Cybersecurity

Use (or Misuse) of IT Systems – What Clearance Applicants and Holders Should Know

The Cold War days of spies using microfilms, dead drops, and disappearing ink are long gone. Now they use cell phones, laptop computers, and remotely injected malware to steal information. As evidenced by stories about hackers and IT security breaches in the news every day, IT technology is a major concern when it comes to security clearances and access to classified information. A Senate Intelligence Committee member was quoted as saying, “A single spy today can remove more information on a disk than spies of yesteryear could remove with a truck.” That is why when it comes to getting or maintaining eligibility for a clearance, any evidence whatsoever regarding the misuse of IT systems is taken extremely seriously.
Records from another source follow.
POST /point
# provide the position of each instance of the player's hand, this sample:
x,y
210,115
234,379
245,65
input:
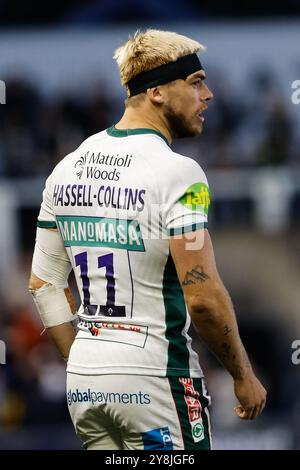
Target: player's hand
x,y
251,395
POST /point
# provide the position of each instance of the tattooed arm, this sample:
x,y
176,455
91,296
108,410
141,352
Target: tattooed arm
x,y
214,319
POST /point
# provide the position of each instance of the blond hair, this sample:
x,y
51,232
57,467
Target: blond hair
x,y
149,49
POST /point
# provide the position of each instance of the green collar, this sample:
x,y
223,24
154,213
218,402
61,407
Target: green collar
x,y
126,132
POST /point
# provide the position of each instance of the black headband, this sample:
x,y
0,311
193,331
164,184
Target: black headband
x,y
163,74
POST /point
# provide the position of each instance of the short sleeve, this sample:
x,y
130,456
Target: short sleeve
x,y
187,198
46,217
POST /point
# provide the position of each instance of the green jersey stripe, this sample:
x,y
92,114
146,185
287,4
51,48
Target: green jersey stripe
x,y
178,394
114,132
175,308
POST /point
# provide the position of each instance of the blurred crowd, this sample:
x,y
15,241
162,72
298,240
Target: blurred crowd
x,y
243,128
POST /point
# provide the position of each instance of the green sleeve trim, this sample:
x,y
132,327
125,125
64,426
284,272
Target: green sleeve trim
x,y
46,224
186,229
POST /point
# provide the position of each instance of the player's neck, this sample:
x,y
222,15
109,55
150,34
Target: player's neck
x,y
134,118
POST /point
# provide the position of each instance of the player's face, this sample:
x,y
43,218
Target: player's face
x,y
186,101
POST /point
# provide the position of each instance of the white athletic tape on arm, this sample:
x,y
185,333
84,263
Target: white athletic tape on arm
x,y
51,264
52,305
50,260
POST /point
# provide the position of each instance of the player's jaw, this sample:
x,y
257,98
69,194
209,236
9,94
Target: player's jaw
x,y
184,124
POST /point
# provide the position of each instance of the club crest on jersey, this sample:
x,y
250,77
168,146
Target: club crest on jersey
x,y
197,198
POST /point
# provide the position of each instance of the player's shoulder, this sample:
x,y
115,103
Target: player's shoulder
x,y
77,157
179,166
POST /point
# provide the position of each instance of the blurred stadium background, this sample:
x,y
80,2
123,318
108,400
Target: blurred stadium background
x,y
61,86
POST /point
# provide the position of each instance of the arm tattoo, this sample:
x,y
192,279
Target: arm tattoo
x,y
195,275
225,348
227,330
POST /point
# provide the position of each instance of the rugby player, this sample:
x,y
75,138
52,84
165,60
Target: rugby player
x,y
129,216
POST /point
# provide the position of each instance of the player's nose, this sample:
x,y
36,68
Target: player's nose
x,y
207,94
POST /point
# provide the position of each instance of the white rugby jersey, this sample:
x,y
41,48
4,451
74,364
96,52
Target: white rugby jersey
x,y
115,201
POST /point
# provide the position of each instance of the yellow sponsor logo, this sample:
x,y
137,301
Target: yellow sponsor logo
x,y
197,198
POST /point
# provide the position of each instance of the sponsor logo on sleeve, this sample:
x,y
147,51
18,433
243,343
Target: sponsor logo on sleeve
x,y
197,198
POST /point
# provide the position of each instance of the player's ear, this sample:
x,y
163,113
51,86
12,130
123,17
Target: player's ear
x,y
155,95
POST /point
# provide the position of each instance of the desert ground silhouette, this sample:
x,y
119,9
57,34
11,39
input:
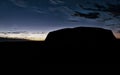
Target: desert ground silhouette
x,y
69,45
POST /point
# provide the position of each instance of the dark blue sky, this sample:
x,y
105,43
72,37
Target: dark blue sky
x,y
44,15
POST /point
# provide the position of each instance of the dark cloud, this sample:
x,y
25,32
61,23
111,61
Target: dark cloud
x,y
19,3
56,2
93,15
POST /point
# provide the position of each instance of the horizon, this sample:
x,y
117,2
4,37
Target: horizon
x,y
44,16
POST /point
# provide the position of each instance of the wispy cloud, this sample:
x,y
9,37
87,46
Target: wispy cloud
x,y
19,3
56,2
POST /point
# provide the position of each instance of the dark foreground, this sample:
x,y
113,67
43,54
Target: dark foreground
x,y
36,51
98,46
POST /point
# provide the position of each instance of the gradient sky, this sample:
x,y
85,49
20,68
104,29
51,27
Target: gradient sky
x,y
44,15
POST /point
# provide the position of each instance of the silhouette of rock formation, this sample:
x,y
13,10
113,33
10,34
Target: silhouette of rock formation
x,y
80,37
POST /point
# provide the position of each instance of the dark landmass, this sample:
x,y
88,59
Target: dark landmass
x,y
11,40
72,45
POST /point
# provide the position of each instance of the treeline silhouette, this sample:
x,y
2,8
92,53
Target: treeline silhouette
x,y
70,45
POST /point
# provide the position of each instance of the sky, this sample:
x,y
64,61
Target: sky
x,y
47,15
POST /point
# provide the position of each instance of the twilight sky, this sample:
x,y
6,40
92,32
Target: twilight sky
x,y
48,15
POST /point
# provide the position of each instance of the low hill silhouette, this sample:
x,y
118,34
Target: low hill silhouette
x,y
68,46
79,37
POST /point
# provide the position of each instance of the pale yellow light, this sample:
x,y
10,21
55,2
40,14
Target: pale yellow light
x,y
29,36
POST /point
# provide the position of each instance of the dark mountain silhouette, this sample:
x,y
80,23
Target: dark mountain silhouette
x,y
79,37
84,45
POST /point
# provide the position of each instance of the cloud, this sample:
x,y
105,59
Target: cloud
x,y
38,10
19,3
56,2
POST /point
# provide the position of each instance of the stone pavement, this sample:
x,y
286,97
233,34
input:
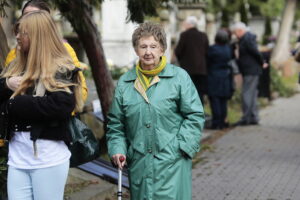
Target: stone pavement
x,y
254,162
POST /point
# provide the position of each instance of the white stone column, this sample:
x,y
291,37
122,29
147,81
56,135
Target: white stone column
x,y
117,33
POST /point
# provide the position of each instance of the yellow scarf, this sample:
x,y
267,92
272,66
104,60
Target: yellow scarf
x,y
145,76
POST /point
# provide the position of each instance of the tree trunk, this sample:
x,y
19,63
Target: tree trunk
x,y
281,51
3,47
80,17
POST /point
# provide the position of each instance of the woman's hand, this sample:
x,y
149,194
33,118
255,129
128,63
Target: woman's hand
x,y
117,162
13,82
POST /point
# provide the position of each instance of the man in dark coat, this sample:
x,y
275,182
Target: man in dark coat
x,y
250,63
191,53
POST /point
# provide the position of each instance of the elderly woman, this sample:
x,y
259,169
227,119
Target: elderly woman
x,y
155,121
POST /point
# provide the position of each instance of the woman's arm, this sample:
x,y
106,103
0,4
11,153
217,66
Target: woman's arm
x,y
115,135
191,108
5,92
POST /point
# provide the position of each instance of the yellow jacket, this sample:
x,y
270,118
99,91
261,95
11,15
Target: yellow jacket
x,y
12,55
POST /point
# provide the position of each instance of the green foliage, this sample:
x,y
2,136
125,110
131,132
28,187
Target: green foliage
x,y
3,171
284,86
244,13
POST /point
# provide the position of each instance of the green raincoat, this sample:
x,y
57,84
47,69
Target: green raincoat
x,y
159,131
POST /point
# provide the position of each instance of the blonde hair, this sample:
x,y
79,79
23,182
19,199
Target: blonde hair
x,y
46,57
150,29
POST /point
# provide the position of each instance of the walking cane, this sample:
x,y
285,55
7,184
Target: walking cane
x,y
119,194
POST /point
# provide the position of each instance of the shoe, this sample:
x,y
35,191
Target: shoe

 Adjudicative guidelines look at the seriousness of the conduct, whether or not it was maliciously intentional, whether it was due to negligence, cost/impact of the conduct, level of training or knowledge of the user, attitude and previous history of security violations, and whether or not responsibility and corrective actions were taken. Some examples of use or misuse of IT systems that could get you in trouble are:

  • Illegal or unauthorized modification, alteration or destruction of software or programs; introducing malware or creating unauthorized entry points (back doors); denial of service;
  • Using IT systems for personal gain, fraud, or theft;
  • Sending or soliciting sexually oriented messages or images; sending intimidating, harassing, or offensive communications to others;
  • Security violations through negligence or lax attitude; failure to follow procedures or protocols

I think in today’s day and age everyone who has even a basic knowledge of how to use and work with IT systems knows what is right and wrong, and just because it is easier to reach out through the “internet of things’, it doesn’t mean you have a license to access or steal information, or choose what security policies and protocols you follow when it comes to IT. It also means you would not communicate with anyone any differently than if you were talking to them face to face.